I brought help, too, in pictorial matters. Henry Irving had had little
training in such matters--I had had a great deal. Judgment about colors,
clothes and lighting must be _trained_. I had learned from Mr. Watts,
from Mr. Godwin, and from other artists, until a sense of decorative
effect had become second nature to me.
Before the rehearsals of "Hamlet" began at the Lyceum I went on a
provincial tour with Charles Kelly, and played for the first time in
"Dora," and "Iris," besides doing a steady round of old parts. In
Birmingham I went to see Henry's Hamlet. (I have tried already, most
inadequately, to say what it was to me.) I had also appeared for the
first time as Lady Teazle--a part which I wish I was not too old to play
now, for I could play it better.
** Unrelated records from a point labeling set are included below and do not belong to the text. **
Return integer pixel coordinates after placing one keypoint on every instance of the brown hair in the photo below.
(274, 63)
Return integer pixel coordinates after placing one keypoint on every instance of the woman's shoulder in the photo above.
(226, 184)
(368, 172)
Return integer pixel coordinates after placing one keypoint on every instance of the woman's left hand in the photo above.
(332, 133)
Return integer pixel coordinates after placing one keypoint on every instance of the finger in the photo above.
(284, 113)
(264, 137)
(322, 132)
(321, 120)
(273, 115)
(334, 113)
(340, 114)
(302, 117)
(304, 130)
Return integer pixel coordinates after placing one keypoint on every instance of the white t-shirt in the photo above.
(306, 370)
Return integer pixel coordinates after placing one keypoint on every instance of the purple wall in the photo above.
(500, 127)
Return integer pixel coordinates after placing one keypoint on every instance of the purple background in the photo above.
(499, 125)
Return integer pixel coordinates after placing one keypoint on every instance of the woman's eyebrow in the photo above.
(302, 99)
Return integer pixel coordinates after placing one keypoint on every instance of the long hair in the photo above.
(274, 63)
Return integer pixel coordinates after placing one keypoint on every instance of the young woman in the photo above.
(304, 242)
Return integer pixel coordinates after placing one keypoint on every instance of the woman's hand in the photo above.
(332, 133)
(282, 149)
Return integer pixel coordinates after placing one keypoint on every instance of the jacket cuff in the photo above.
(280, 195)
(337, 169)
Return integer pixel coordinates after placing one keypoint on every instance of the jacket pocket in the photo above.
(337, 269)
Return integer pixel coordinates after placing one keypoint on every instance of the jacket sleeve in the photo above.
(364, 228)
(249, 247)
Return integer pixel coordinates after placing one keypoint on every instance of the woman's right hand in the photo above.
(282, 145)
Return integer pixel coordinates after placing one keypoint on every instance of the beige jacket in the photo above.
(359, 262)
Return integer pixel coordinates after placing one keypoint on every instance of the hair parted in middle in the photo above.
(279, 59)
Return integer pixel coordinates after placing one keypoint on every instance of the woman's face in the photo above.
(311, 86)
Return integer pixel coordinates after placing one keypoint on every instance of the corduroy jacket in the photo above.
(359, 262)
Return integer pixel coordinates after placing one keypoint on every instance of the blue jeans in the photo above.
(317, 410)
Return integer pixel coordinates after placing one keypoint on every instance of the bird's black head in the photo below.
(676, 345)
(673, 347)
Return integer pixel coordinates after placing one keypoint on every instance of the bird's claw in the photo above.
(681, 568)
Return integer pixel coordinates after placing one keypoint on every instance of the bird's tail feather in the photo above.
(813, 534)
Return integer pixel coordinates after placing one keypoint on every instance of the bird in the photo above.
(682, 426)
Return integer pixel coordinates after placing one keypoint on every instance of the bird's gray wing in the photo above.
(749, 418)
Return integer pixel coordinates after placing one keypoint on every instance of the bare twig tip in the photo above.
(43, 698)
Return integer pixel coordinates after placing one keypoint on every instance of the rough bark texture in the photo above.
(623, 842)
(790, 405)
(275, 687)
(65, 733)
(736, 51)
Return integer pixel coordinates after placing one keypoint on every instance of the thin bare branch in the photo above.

My performance in 1877 was not finished
enough, not light enough. I think I did the screen scene well. When the
screen was knocked over I did not stand still and rigid with eyes cast
down. That seemed to me an attitude of guilt. Only a _guilty_ woman,
surely, in such a situation would assume an air of conscious virtue. I
shrank back, and tried to hide my face--a natural movement, so it seemed
to me, for a woman who had been craning forward, listening in increasing
agitation to the conversation between Charles and Joseph Surface.